Lord Tilbury felt no inclination to embark upon a battle of words in which he appeared to be in opposition to an expert. Dazedly he flapped out into the hall, the grey flannel trousers swirling about his feet. At the front door, however, it suddenly occurred to him that he had not yet fired the most important shell in his ammunition wagon. He turned at bay.

“Wait!” he cried. “I may add——”

“No, you mayn’t,” said Sam.

“I wish to add——”

“Keep moving!”

“I insist on informing you,” shouted Lord Tilbury, plucking at the trousers with a nautical twitch, “of this one thing: Your uncle said in his cable that you were to take the next boat back to America.”

It had not been Sam’s intention to permit anything to shake the stern steeliness of his attitude, but this information did it. He stopped midway in an offensive sniff designed to afford a picturesque illustration of his view on the other’s air-poisoning qualities and gazed at him blankly.

“Did he say that?”

“Yes, he did.” Sam scratched his chin thoughtfully. Lord Tilbury began to feel a little better. “And,” he continued, “as I should imagine that a young man of your intellectual attainments has little scope for making a living except by sponging on his rich relatives, I presume that you will accede to his wishes. In case you may still suppose that you are a member of the staff of Tilbury House, I will disabuse you of that view. You are not.”

Sam remained silent; and Lord Tilbury, expanding and beginning to realise that there is nothing unpleasant about a battle of words provided that the battling is done in the right quarter, proceeded.

“I only engaged you as a favour to your uncle. On your merits you could not have entered Tilbury House as an office boy. I say,” he repeated in a louder voice, “that, had there been no question of obliging Mr. Pynsent, I would not have engaged you as an office boy.”

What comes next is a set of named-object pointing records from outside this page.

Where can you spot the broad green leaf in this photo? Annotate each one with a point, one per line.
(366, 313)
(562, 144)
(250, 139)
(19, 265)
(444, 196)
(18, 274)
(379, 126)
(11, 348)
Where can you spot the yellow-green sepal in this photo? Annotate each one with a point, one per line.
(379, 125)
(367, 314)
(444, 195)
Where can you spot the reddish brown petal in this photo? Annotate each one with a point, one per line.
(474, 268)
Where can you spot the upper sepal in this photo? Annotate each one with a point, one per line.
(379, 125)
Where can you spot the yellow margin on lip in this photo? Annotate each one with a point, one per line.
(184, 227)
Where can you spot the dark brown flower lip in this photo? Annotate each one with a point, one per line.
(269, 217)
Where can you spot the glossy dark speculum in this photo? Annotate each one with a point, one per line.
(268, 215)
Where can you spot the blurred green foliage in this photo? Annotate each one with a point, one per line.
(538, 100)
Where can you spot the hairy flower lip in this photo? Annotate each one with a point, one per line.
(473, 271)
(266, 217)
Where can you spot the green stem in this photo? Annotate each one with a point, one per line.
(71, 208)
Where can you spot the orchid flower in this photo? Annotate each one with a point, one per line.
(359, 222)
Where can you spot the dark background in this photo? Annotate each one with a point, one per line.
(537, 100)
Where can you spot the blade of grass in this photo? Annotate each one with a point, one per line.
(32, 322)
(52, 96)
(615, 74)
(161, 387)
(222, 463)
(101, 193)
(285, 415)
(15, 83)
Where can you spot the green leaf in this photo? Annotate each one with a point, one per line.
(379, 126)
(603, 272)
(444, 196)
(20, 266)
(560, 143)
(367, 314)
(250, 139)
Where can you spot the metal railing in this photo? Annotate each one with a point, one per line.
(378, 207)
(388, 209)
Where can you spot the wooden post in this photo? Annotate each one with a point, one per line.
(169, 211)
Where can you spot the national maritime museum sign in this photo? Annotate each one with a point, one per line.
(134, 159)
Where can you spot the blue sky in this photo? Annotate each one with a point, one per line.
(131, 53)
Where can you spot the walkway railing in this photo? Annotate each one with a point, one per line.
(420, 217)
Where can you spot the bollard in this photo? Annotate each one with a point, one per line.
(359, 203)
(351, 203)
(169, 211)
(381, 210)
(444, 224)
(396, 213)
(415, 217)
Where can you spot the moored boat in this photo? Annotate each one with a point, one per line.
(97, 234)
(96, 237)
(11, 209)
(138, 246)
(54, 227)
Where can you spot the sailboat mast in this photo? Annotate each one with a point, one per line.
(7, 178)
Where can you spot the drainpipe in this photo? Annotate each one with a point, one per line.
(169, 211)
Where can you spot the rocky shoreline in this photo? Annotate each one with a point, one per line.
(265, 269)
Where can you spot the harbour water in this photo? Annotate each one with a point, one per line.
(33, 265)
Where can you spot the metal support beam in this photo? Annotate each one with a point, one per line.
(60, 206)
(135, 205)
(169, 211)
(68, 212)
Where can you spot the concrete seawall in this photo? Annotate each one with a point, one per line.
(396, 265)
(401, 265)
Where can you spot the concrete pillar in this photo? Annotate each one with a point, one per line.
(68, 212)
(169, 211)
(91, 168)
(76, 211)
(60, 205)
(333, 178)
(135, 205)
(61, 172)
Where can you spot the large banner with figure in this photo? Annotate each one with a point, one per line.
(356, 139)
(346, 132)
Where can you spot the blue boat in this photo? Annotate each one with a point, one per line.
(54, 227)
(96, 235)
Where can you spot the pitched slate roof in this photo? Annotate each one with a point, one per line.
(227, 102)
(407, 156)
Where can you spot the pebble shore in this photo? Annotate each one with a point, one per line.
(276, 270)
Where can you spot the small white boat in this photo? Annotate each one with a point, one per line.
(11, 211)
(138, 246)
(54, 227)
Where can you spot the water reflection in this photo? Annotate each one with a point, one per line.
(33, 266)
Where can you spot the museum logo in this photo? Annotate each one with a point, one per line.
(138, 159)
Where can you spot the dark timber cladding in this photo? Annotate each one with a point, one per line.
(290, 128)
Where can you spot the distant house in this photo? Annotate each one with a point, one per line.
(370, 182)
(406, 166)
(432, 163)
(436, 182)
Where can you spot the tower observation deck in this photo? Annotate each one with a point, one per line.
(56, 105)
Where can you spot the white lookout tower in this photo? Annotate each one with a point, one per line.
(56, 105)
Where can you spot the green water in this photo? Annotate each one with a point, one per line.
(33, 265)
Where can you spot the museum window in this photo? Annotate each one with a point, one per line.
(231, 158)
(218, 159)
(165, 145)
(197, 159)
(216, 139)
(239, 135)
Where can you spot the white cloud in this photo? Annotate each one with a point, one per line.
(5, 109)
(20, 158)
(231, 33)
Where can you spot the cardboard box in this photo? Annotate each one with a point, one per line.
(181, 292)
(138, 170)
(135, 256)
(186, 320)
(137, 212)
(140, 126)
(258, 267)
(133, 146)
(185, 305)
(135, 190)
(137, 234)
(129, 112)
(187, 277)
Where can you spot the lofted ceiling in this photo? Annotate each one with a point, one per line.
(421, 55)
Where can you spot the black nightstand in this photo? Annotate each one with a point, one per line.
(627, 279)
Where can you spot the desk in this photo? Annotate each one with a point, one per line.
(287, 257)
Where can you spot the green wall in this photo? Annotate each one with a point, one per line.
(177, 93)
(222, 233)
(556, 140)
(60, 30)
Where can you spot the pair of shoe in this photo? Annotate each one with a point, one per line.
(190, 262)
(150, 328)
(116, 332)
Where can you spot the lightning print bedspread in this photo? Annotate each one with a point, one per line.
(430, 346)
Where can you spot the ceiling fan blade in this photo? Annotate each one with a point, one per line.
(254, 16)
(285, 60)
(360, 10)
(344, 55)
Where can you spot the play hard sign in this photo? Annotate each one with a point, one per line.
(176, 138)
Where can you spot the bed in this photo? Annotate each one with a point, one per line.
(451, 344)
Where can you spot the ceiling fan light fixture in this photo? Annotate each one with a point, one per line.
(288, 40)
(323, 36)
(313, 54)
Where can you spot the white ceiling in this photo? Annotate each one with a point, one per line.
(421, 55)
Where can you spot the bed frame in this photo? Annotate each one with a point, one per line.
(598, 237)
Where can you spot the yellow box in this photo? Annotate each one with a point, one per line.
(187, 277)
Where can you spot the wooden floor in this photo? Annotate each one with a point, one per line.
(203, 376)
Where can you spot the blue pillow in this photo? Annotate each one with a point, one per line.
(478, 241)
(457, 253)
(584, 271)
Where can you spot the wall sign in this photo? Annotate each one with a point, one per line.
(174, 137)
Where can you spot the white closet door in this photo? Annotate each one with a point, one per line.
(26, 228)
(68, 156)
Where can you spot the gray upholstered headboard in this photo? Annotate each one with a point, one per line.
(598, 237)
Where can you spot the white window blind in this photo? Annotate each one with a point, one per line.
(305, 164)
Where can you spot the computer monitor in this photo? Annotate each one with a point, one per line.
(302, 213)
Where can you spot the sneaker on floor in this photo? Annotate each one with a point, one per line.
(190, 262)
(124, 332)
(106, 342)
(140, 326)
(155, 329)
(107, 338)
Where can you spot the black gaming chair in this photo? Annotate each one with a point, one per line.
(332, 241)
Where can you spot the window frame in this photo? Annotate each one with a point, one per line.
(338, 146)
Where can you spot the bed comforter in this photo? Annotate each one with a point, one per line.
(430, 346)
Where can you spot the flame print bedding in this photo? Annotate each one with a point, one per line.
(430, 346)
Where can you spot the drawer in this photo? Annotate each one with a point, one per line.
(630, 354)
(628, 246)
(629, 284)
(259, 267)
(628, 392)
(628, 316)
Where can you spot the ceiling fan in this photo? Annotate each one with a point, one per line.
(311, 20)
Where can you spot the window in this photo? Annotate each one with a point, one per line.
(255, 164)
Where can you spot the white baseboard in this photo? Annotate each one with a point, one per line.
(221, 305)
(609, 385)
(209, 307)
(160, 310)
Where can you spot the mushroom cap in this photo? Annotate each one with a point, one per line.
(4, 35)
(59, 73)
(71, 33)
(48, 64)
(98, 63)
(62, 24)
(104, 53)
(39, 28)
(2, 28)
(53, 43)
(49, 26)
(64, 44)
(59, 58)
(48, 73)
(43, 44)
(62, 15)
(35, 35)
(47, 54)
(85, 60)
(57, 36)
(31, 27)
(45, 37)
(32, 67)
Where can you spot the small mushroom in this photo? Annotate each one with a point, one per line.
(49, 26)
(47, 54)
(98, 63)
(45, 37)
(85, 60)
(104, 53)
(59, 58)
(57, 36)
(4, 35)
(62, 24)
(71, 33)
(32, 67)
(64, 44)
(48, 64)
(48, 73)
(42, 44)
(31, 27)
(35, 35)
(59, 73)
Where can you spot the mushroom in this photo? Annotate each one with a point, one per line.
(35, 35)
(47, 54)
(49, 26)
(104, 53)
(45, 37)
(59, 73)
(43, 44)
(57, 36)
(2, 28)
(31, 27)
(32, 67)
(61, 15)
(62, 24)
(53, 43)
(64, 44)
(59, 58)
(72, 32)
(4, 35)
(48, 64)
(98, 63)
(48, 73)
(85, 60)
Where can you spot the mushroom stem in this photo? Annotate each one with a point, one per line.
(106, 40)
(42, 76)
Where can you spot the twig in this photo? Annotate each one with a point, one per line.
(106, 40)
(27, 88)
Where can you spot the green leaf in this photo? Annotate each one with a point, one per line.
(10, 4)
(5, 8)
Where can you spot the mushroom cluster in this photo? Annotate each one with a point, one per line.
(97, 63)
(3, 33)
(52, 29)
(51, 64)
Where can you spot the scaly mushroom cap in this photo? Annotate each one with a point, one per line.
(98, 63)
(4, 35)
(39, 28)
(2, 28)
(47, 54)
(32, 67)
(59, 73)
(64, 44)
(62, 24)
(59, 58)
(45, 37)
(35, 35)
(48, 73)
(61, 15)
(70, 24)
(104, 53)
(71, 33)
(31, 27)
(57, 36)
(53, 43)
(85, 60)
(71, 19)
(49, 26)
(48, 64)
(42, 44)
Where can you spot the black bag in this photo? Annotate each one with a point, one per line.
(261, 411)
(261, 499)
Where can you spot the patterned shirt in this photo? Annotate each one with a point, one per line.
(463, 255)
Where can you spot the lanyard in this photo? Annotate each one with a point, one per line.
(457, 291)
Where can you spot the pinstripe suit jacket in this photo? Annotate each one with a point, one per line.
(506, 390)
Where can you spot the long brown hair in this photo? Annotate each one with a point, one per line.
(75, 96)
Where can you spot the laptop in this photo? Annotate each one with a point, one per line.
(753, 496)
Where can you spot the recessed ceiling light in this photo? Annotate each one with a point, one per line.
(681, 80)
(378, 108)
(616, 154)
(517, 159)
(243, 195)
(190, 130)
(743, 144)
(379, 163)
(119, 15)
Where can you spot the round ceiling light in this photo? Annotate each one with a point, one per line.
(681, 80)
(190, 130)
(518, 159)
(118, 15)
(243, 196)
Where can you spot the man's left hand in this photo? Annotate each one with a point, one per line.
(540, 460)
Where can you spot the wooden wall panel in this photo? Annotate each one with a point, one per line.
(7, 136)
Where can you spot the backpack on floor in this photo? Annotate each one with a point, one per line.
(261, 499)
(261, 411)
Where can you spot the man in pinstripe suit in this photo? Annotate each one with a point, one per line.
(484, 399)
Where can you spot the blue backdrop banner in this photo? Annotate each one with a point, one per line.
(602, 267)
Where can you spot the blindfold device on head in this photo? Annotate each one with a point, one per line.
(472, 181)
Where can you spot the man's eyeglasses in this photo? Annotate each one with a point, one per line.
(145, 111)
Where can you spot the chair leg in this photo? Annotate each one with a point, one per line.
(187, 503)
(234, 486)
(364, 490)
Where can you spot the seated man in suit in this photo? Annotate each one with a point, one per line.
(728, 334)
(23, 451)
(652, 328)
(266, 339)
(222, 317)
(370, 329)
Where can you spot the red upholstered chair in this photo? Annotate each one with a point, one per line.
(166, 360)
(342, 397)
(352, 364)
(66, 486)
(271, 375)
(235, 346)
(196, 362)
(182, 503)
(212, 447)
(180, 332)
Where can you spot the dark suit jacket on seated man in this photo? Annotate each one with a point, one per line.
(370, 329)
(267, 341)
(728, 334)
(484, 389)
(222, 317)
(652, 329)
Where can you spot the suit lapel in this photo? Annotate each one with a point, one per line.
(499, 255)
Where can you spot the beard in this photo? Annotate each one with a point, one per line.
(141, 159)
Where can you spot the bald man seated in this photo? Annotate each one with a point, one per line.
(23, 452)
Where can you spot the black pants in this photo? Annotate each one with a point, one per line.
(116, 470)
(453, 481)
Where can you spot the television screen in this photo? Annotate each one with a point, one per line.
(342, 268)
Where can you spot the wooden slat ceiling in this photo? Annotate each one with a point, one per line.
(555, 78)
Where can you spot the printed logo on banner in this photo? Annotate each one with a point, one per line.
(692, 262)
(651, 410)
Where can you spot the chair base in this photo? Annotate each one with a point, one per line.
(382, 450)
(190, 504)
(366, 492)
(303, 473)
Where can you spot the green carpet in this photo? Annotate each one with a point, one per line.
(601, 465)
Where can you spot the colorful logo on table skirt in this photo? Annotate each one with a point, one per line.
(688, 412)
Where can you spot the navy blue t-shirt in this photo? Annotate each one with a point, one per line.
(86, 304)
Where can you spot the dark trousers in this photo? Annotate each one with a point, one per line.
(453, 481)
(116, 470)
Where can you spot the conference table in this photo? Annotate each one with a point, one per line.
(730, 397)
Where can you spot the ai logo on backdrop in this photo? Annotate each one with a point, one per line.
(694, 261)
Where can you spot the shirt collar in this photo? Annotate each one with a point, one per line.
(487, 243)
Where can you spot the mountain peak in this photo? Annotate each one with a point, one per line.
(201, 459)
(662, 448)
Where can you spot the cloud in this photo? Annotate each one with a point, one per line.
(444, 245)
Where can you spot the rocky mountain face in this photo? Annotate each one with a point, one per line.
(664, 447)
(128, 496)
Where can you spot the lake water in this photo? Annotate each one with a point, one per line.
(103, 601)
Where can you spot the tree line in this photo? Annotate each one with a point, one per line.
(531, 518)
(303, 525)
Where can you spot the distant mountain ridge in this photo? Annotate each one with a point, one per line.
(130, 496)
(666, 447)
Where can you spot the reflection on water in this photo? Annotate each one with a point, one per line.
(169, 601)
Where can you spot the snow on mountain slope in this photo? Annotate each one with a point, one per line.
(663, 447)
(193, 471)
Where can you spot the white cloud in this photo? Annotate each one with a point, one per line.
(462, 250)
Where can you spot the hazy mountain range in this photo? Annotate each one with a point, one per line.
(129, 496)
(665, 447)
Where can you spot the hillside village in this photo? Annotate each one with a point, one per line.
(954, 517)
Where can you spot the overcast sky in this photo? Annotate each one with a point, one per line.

Sam came out of his trance.

“Are you still here?” he said, annoyed.

“Yes, I am still here. And let me tell you——”

“Listen!” said Sam. “If you aren’t out of this house in two seconds, I’ll take those trousers back.”

Every Achilles has his heel. Of all the possible threats that Sam could have used, this was probably the only one to which Lord Tilbury, in his dangerously elevated and hostile frame of mind, would have paid heed. For one moment he stood swelling like a toy balloon, then he slid out and the door banged behind him.

A dark shape loomed up before Lord Tilbury as he stood upon the gravel outside the portal of Mon Repos. Beside this shape there frolicked another and a darker one.

“’Evening, sir.”

Lord Tilbury perceived through the gloom that he was being addressed by a member of the force. He made no reply. He was not in the mood for conversation with policemen.

“Bringing your dog back,” said the officer genially. “Found ’er roaming about at the top of the street.”

“It is not my dog,” said Lord Tilbury between set teeth, repelling Amy as she endeavoured in her affable way to climb on to his neck.

“Not a member of the ’ousehold, sir? Just a neighbour making a friendly call? I see. Now I wonder,” said the policeman, “if any of my mates ’ave approached you on the matter of this concert in aid of a charitubulorganisation which is not only most deserving in itself but is connected with a body of men to ’oom you as a nouse’older will——”

“G-r-r-h!” said Lord Tilbury.

He bounded out of the gate. Dimly, as he waddled down Burberry Road, the grey flannel trousers brushing the pavement with a musical swishing sound, there came to him, faint but pursuing, the voice of the indefatigable policeman:

“This charitubulorganisationtowhichIallude——”

Out of the night, sent from heaven, there came a crawling taxicab. Lord Tilbury poured himself in and sank back on the seat, a spent force.